Billions upon billions of shillings lost, misappropriated, stolen, or unaccounted for – while people die in hospitals due to lack of drugs, there is widespread poverty, teachers are underpaid, and the quality of education being provided in our underfunded schools is appalling.

Uganda Police:

police in uganda

Corruption also runs deep within Ugandan law enforcement:

The Uganda Police Force has been found to be the most bribery-prone institution compared to other forces in the five East African Community partner states, according to the latest East Africa Bribery Index, carried out by Transparency International.

Criminals, especially those who embezzle public funds, are thus very rarely brought to book.

Oil:

In 2009 TULLOW OIL, an Anglo-Irish exploration firm, announced that Uganda has 700m barrels of proven reserves. Within a few years Uganda could be producing 100,000-150,000 barrels a day  – worth billions of dollars annually.

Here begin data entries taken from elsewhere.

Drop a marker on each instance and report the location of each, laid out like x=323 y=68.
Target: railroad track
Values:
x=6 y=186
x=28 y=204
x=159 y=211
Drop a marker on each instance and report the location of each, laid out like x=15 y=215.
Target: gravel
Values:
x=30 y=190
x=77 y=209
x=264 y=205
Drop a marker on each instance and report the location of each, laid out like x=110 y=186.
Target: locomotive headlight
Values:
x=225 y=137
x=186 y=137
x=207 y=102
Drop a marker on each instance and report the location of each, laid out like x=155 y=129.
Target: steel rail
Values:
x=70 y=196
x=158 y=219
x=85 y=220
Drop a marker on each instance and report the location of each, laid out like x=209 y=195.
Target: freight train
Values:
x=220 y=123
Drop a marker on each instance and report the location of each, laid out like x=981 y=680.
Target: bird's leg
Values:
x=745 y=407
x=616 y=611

However, already, the oil sector has been plagued with allegations of bribery already – even before a single drop has been exported. Many are of the view that Uganda is probably going to suffer what some call the Oil Curse.

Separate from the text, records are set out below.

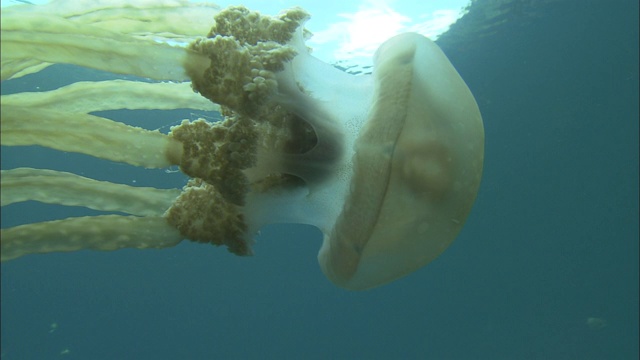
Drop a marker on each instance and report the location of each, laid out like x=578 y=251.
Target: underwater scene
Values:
x=320 y=180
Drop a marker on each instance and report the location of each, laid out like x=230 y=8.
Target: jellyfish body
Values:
x=386 y=165
x=408 y=158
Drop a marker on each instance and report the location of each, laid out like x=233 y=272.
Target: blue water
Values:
x=551 y=241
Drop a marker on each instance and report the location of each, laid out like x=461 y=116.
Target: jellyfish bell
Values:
x=413 y=141
x=386 y=165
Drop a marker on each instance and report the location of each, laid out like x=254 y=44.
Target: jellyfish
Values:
x=387 y=165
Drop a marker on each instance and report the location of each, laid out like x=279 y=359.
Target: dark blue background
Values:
x=551 y=241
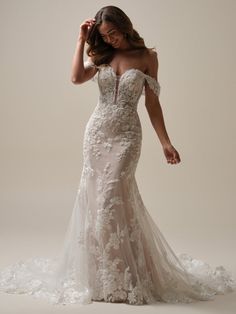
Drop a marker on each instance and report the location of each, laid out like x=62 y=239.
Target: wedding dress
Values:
x=113 y=251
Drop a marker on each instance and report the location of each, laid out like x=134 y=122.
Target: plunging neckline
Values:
x=130 y=69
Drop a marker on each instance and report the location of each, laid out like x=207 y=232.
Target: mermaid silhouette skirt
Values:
x=113 y=251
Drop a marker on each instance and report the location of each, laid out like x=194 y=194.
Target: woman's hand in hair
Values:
x=85 y=28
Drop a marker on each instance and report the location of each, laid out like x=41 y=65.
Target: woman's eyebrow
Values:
x=110 y=30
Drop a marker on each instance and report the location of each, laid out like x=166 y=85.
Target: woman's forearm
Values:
x=157 y=120
x=78 y=61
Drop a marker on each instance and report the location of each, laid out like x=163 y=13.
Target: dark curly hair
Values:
x=100 y=51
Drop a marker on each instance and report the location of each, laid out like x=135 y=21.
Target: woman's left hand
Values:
x=171 y=154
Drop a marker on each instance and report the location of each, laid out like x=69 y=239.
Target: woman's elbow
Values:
x=76 y=80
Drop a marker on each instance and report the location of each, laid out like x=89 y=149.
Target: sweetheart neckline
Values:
x=121 y=75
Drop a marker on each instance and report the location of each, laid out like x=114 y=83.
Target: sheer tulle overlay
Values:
x=113 y=251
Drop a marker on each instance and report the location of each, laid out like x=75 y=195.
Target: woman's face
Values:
x=111 y=35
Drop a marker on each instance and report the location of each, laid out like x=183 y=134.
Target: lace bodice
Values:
x=124 y=89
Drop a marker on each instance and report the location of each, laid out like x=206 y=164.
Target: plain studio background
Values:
x=43 y=116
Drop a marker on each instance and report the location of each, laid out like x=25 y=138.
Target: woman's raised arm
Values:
x=80 y=73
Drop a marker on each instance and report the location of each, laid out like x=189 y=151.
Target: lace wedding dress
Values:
x=113 y=251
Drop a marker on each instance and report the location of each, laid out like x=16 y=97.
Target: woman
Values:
x=113 y=251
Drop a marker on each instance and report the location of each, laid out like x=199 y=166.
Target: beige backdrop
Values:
x=43 y=116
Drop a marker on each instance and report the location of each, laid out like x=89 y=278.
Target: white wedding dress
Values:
x=113 y=251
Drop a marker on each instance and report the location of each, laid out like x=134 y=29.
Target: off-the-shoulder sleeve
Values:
x=89 y=63
x=153 y=84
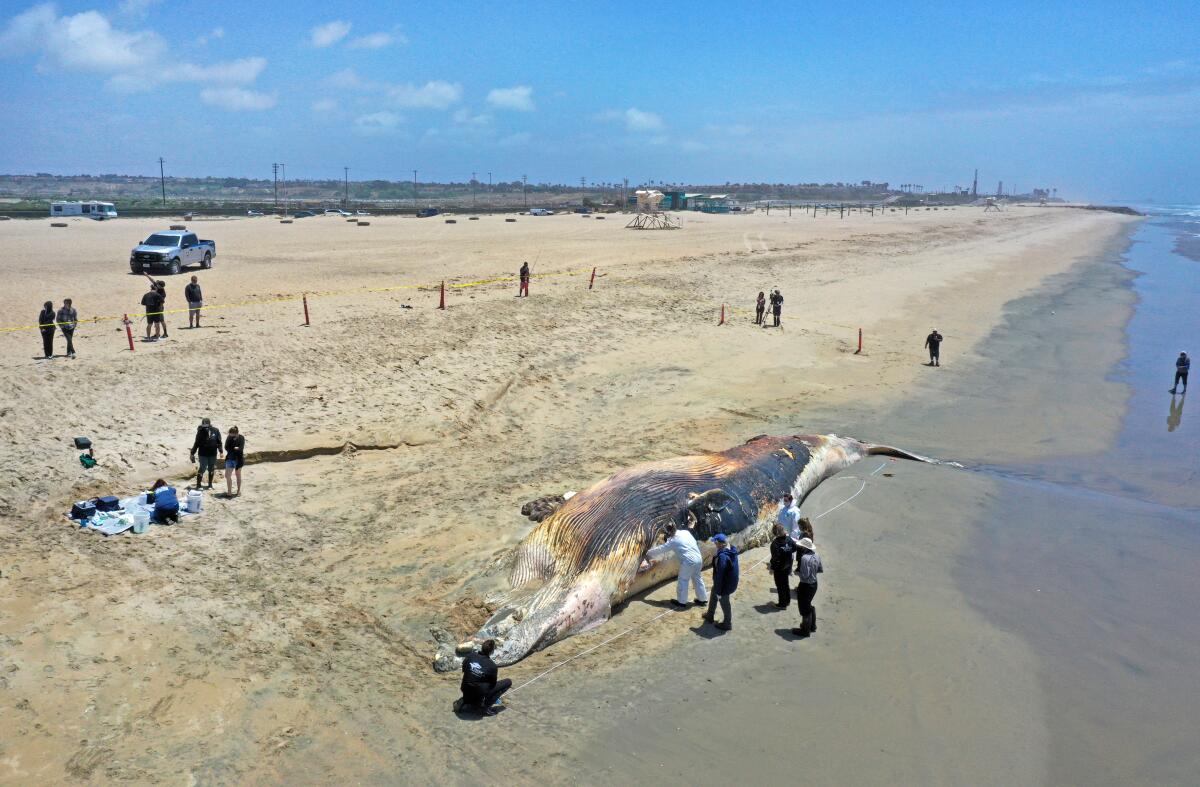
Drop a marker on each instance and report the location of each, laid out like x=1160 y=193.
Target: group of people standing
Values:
x=208 y=446
x=777 y=307
x=65 y=319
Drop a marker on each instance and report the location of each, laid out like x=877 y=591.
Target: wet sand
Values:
x=287 y=638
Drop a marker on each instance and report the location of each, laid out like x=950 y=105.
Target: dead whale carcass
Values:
x=585 y=557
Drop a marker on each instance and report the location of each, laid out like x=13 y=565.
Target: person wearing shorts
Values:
x=235 y=456
x=195 y=302
x=153 y=302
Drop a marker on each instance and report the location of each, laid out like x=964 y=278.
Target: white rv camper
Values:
x=100 y=211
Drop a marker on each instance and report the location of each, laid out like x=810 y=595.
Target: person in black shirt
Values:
x=783 y=550
x=235 y=456
x=934 y=342
x=153 y=302
x=208 y=445
x=46 y=324
x=195 y=299
x=481 y=688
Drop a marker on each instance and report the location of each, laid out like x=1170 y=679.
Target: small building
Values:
x=100 y=211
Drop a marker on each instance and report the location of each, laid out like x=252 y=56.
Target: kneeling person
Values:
x=481 y=688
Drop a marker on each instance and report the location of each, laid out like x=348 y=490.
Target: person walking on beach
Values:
x=195 y=299
x=1182 y=364
x=789 y=516
x=208 y=445
x=725 y=582
x=46 y=324
x=153 y=302
x=934 y=342
x=67 y=319
x=691 y=564
x=808 y=566
x=783 y=551
x=481 y=685
x=235 y=457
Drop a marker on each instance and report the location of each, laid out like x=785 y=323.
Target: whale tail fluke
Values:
x=900 y=454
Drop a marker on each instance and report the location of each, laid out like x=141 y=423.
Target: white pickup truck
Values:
x=172 y=250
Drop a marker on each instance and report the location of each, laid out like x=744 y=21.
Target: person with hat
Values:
x=481 y=685
x=691 y=564
x=789 y=516
x=1182 y=364
x=725 y=582
x=808 y=568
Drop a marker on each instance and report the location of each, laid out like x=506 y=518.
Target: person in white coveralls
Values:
x=691 y=563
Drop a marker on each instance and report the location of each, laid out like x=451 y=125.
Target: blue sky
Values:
x=1101 y=100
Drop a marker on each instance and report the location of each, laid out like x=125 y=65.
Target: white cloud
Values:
x=133 y=60
x=519 y=97
x=329 y=34
x=372 y=41
x=377 y=122
x=237 y=98
x=640 y=120
x=433 y=95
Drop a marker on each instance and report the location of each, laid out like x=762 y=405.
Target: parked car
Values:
x=172 y=250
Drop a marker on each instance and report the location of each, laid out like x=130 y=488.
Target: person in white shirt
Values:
x=790 y=517
x=691 y=563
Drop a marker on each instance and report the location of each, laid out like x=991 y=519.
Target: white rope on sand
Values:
x=663 y=614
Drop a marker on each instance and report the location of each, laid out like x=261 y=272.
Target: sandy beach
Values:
x=286 y=636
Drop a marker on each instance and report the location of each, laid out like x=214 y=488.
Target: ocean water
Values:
x=1096 y=560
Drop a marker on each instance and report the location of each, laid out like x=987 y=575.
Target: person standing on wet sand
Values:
x=1182 y=364
x=195 y=299
x=67 y=319
x=808 y=568
x=725 y=582
x=46 y=324
x=934 y=342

Looking at the current political situation in Uganda, with massive corruption and lack of accountability, its fair to assume that this oil wealth will not be channeled towards helping the country develop – rather, the wealth will most likely be exploited by a few in the ruling class. There are far too many examples of scenarios like this playing out elsewhere in Africa, such as Gabon.

WE NEED A SOLUTION:

So… what’s the solution?

Civil society groups, and also the international donor community, have all made calls for increased transparency and better governance as the way to curb corruption in Uganda. These appeals have been made for the last 20 or so years, but corruption seems to be getting worse with time.

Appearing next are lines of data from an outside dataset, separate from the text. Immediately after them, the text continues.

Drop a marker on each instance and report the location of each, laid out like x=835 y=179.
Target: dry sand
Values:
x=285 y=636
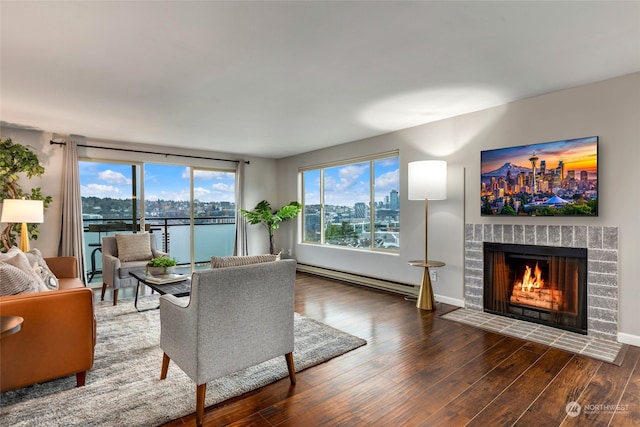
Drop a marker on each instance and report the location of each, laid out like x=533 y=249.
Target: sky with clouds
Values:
x=348 y=184
x=161 y=182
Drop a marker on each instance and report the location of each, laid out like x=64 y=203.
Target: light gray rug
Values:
x=124 y=389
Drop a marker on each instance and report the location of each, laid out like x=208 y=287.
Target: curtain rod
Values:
x=52 y=142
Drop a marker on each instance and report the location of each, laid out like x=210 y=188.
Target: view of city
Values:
x=347 y=215
x=544 y=179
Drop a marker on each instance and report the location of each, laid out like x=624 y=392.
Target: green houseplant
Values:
x=271 y=219
x=161 y=265
x=16 y=159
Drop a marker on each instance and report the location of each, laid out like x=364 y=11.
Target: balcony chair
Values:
x=235 y=318
x=123 y=253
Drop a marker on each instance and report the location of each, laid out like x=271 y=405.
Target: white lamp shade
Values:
x=22 y=210
x=427 y=180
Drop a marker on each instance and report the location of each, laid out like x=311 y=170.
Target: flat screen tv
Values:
x=558 y=178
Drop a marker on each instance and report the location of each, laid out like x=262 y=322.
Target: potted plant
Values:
x=161 y=265
x=262 y=214
x=16 y=159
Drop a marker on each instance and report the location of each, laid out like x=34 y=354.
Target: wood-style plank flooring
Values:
x=418 y=369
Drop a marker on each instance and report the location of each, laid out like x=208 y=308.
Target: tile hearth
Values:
x=607 y=351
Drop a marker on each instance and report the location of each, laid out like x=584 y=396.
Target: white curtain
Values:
x=241 y=222
x=71 y=232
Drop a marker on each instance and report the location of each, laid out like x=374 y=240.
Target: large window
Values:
x=353 y=204
x=190 y=210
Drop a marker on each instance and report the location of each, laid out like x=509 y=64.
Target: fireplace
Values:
x=541 y=284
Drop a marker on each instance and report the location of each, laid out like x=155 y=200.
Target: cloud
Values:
x=102 y=191
x=115 y=178
x=386 y=182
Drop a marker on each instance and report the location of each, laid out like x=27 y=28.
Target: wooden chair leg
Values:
x=201 y=391
x=81 y=378
x=291 y=367
x=165 y=366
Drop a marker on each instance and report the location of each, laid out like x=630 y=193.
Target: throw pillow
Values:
x=134 y=247
x=235 y=261
x=14 y=281
x=18 y=259
x=41 y=268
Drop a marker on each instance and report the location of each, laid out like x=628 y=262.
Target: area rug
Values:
x=608 y=351
x=123 y=387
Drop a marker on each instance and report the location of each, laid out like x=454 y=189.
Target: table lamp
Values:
x=22 y=211
x=427 y=180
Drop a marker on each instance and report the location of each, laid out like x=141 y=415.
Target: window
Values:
x=341 y=201
x=191 y=210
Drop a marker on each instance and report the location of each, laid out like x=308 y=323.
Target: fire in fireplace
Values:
x=540 y=284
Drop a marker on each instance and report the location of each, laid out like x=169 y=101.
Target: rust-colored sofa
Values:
x=58 y=334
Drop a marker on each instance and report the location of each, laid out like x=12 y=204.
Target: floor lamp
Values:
x=22 y=211
x=427 y=180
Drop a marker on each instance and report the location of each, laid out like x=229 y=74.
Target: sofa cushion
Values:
x=14 y=281
x=134 y=247
x=18 y=259
x=39 y=265
x=236 y=261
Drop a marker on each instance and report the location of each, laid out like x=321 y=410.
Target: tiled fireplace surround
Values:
x=602 y=269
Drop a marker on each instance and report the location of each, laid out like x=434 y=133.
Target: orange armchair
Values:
x=57 y=337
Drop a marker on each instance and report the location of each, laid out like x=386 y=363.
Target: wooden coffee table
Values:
x=179 y=289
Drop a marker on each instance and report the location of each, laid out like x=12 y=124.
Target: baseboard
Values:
x=448 y=300
x=359 y=279
x=629 y=339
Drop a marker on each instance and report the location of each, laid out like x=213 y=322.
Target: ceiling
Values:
x=275 y=79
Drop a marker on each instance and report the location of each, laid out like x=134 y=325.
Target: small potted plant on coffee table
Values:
x=161 y=265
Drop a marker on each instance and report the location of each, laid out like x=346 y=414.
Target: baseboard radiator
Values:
x=386 y=285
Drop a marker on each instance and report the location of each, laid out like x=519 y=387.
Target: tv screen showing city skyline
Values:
x=558 y=178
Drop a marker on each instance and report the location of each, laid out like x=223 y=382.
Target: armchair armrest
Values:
x=110 y=265
x=178 y=329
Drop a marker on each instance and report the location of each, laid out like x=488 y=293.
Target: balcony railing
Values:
x=212 y=236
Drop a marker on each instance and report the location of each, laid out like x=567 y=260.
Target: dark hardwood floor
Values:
x=418 y=369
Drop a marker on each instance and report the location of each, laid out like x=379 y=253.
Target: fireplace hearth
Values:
x=602 y=266
x=540 y=284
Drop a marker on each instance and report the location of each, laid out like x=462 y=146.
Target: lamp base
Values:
x=426 y=300
x=24 y=238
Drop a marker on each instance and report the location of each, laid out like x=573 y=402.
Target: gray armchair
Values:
x=235 y=318
x=116 y=268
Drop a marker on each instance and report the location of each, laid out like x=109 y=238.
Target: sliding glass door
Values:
x=190 y=210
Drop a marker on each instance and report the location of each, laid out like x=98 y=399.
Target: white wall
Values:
x=259 y=178
x=608 y=109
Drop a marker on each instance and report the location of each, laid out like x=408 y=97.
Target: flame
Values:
x=530 y=281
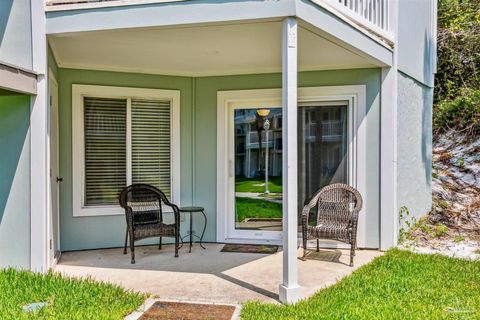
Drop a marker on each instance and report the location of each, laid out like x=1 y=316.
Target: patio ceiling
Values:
x=205 y=50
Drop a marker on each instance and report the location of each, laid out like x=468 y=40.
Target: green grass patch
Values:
x=66 y=298
x=256 y=208
x=397 y=285
x=257 y=185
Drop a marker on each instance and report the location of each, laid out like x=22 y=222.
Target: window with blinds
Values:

Will continuing to press hard with calls for transparency and better governance eventually yield fruit? Or is it time for a new approach? Is a new strategy needed? Might it help to try to look into what might be the SOURCE of corruption, so that we instead deal with its cause rather than the symptoms? Might culture have anything to do with it? Or is it education? Is it a question of having appropriate systems? Do we need new laws?

This is what we want to discuss!


If you are an open minded person whose opinions are formed on the basis of science, logic, and reason and are interested in meeting like-minded individuals – you are welcome to join us at the meeting.

The October 2011 Freethinkers’ Night is going to take place on Thursday, 27th October, at 4 Points Bar & Restaurant, Centenary Park, Kampala, starting 6PM. Entrance is FREE.